Vou repetir Cármen Lúcia e Janot: “Teto é teto”. Então, se eu receber um salário da prefeitura de Palmas, receber um salário do governo do estado do Tocantins e receber um salário do Congresso Nacional, não são três tetos a que eu tenho direito não.  Eu tenho direito a um teto só. Soma tudo, e o que passou corta. É assim que diz a Constituição. E é assim que nós vamos fazer. Não dá para ter um teto em cada ente federado.

Um servidor do Ministério Público Federal que trabalha no Executivo pode receber R$ 50 mil?

Não pode.

Por quê?

Porque a lei não permite acúmulo de funções no Poder Público, com algumas exceções para aposentados. Vamos imaginar que eu seja aposentada, contribuí para a previdência e me elegi senadora da República. Não tem importância. Eu posso acumular. Não significa que estou acumulando salário. Estou acumulando função. O teto continua o mesmo. Então, salário de deputado e senador mais aposentadoria, a Emenda Constitucional nº 41 é muito clara ao proibir. Sinto muito!

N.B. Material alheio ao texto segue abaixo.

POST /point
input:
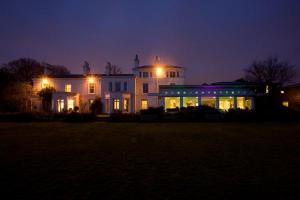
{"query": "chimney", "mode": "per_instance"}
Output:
(86, 68)
(136, 61)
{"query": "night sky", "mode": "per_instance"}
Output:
(214, 39)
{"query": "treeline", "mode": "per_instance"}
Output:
(16, 81)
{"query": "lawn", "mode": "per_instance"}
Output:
(149, 161)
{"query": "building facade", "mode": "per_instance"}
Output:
(148, 86)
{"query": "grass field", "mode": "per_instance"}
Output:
(149, 161)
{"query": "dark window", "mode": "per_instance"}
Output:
(110, 87)
(117, 86)
(145, 88)
(172, 74)
(125, 86)
(145, 74)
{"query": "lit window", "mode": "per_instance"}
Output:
(226, 103)
(285, 103)
(68, 88)
(107, 105)
(116, 104)
(267, 89)
(91, 88)
(60, 105)
(45, 83)
(145, 88)
(172, 102)
(110, 86)
(190, 101)
(117, 86)
(144, 104)
(244, 103)
(145, 74)
(126, 105)
(125, 86)
(91, 101)
(70, 104)
(208, 101)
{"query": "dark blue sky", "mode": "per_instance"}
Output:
(214, 39)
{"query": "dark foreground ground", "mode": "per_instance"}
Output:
(149, 161)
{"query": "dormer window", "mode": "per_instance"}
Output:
(68, 88)
(45, 83)
(145, 74)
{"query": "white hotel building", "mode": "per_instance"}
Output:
(148, 86)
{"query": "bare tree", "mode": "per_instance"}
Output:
(271, 72)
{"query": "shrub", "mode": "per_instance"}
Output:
(124, 117)
(79, 117)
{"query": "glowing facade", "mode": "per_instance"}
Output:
(148, 86)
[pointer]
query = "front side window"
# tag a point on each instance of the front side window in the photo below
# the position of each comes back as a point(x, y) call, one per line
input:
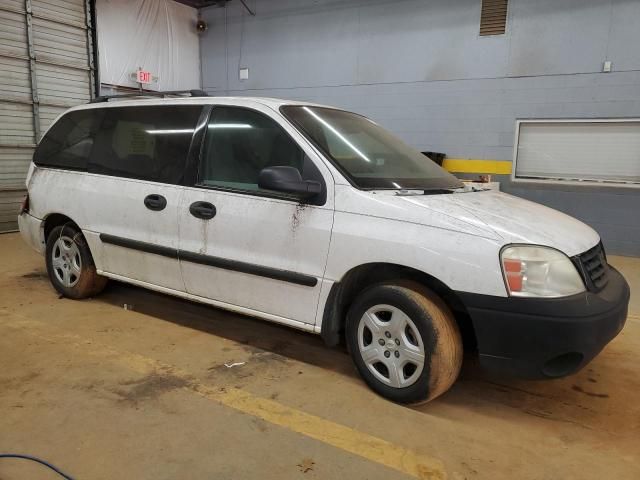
point(146, 142)
point(239, 143)
point(370, 156)
point(69, 142)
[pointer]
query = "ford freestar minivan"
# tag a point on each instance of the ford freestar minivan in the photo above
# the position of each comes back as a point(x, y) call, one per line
point(320, 219)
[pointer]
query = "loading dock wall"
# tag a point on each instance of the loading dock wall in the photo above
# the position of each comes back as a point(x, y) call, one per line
point(422, 70)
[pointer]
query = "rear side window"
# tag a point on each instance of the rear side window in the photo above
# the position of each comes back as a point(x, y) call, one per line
point(147, 142)
point(69, 142)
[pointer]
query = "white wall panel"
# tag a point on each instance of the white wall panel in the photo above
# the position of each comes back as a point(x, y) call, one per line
point(587, 150)
point(157, 35)
point(44, 70)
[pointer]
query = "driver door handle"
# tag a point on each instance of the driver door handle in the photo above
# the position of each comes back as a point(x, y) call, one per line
point(203, 210)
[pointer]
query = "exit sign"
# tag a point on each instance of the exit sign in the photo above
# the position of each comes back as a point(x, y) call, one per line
point(143, 76)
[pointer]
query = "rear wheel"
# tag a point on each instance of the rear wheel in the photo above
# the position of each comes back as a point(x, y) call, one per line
point(404, 342)
point(70, 265)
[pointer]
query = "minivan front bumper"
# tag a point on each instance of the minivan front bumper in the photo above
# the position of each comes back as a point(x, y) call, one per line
point(546, 338)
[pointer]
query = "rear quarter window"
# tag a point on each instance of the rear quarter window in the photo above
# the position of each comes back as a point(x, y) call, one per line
point(69, 142)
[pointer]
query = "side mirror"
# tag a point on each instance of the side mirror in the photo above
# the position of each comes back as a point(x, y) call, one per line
point(288, 180)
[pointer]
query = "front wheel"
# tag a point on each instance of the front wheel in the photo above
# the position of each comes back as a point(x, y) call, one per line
point(404, 342)
point(70, 265)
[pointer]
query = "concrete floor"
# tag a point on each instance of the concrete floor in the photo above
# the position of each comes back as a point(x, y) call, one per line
point(107, 393)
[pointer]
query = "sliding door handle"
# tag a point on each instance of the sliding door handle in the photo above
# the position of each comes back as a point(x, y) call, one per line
point(155, 202)
point(203, 210)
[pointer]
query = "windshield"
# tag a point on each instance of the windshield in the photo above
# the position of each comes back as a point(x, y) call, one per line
point(370, 156)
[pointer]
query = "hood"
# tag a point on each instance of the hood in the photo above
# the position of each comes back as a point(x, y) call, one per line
point(495, 215)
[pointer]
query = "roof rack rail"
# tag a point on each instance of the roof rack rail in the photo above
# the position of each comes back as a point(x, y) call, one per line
point(174, 93)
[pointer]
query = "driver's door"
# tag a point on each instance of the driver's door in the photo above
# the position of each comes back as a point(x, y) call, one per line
point(256, 250)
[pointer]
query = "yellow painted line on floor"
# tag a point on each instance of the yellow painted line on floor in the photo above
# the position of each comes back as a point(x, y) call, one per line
point(334, 434)
point(470, 165)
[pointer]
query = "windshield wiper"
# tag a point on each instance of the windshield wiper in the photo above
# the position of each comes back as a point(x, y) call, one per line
point(438, 190)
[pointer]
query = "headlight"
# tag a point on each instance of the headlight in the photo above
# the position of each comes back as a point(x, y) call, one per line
point(531, 271)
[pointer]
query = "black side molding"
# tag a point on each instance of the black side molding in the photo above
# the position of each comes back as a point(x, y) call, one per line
point(137, 245)
point(250, 268)
point(224, 263)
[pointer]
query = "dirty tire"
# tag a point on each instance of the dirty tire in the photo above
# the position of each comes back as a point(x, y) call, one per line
point(435, 324)
point(85, 282)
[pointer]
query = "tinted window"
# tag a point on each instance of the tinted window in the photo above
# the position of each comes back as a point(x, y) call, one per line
point(239, 143)
point(69, 142)
point(147, 142)
point(370, 156)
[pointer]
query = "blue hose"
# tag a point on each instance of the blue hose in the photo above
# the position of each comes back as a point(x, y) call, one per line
point(37, 460)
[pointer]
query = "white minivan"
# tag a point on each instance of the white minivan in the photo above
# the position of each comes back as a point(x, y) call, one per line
point(318, 218)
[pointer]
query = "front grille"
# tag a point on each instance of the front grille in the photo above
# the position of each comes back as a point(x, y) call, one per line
point(593, 266)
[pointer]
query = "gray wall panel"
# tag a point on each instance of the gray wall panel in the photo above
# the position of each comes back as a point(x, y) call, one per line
point(421, 69)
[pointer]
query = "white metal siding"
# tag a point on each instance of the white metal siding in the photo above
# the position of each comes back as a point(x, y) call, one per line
point(37, 83)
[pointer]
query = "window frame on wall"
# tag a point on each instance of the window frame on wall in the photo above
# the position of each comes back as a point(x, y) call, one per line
point(553, 180)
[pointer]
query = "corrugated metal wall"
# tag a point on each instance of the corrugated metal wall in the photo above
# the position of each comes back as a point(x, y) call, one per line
point(46, 66)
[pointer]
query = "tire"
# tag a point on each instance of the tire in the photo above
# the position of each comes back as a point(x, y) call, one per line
point(70, 265)
point(409, 319)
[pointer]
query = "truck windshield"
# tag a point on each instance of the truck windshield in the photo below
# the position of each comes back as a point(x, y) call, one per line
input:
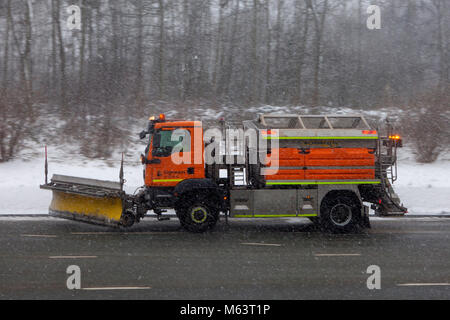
point(164, 142)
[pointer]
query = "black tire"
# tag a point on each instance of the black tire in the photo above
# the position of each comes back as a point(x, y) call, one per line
point(340, 213)
point(127, 219)
point(198, 213)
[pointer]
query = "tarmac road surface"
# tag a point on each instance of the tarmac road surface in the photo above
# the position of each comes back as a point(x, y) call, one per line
point(248, 259)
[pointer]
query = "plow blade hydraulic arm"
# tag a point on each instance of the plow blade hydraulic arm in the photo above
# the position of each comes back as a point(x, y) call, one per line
point(88, 200)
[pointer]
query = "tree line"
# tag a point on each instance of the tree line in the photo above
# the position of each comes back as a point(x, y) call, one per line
point(129, 54)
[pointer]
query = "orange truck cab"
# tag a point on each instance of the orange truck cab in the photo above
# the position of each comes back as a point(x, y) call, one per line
point(175, 153)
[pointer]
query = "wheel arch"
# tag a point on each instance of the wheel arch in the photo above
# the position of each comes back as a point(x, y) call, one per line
point(348, 190)
point(190, 187)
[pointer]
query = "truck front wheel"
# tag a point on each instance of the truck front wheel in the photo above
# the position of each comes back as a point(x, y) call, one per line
point(340, 213)
point(198, 215)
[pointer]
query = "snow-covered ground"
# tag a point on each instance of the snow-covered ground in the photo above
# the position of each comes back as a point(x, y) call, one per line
point(423, 188)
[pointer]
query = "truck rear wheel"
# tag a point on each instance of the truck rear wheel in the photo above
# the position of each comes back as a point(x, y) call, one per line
point(340, 213)
point(198, 214)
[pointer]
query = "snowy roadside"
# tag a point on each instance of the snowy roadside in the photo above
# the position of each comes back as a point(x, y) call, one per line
point(423, 188)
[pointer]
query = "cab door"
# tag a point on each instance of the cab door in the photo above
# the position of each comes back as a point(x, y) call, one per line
point(171, 158)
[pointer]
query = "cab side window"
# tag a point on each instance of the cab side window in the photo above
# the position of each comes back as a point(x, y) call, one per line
point(166, 142)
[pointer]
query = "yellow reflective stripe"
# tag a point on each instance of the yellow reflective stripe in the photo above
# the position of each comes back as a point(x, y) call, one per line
point(317, 138)
point(167, 180)
point(274, 215)
point(322, 182)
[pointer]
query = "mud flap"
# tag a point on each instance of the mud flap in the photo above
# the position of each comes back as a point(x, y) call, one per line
point(365, 221)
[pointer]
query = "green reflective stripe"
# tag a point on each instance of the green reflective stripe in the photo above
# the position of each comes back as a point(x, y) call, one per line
point(322, 182)
point(317, 138)
point(275, 215)
point(167, 180)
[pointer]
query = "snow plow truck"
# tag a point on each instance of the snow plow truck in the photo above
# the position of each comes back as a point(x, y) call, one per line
point(327, 168)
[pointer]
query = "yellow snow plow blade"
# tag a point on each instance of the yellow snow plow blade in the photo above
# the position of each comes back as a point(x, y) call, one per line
point(86, 208)
point(88, 200)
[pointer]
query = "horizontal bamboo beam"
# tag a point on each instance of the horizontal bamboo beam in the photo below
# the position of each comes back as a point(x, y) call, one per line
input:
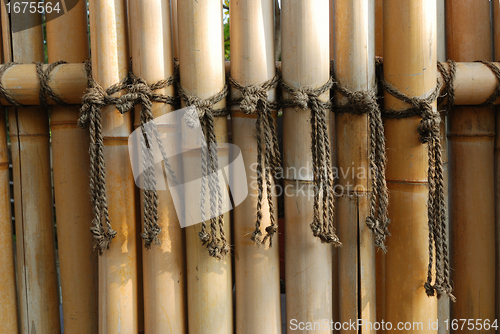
point(474, 83)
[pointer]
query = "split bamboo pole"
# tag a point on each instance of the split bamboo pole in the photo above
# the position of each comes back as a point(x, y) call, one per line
point(202, 74)
point(443, 303)
point(257, 268)
point(471, 141)
point(305, 61)
point(8, 295)
point(163, 265)
point(355, 69)
point(410, 66)
point(496, 31)
point(29, 133)
point(118, 310)
point(67, 39)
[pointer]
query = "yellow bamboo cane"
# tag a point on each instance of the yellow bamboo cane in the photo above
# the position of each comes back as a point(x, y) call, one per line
point(118, 304)
point(67, 39)
point(471, 138)
point(410, 66)
point(257, 268)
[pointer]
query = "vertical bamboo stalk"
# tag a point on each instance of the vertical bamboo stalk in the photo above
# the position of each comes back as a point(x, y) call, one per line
point(8, 296)
point(305, 61)
point(29, 132)
point(175, 28)
point(118, 265)
point(471, 138)
point(443, 303)
point(202, 74)
point(380, 256)
point(257, 268)
point(410, 66)
point(335, 250)
point(163, 265)
point(67, 39)
point(496, 31)
point(355, 69)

Eu poderei, por exemplo, se for do magistério, se eu der aula, se eu for uma servidora pública do Ministério do Planejamento e professora da UnB?

Pode acumular função na área de magistério. E médicos também. Toda a área de saúde, médicos e enfermeiros, pode acumular função, mas não pode acumular salário. Teto é teto! Então, são esses três pontos que vamos trabalhar. Adeus aos penduricalhos. Adeus aos supersalários.

Quando o abate-teto foi implantado no Executivo?

 

Em 2012 a presidenta Dilma Rousseff exigiu que o teto fosse respeitado no Executivo, no Governo Federal. Na reunião que tive com o presidente Temer, também na quarta-feira (16), ele confessou que com essa medida teve seu próprio salário enquadrado no teto. Encerro dizendo que precisamos em todas as esferas dos três poderes que a verdade remuneratória exista e seja cumprida.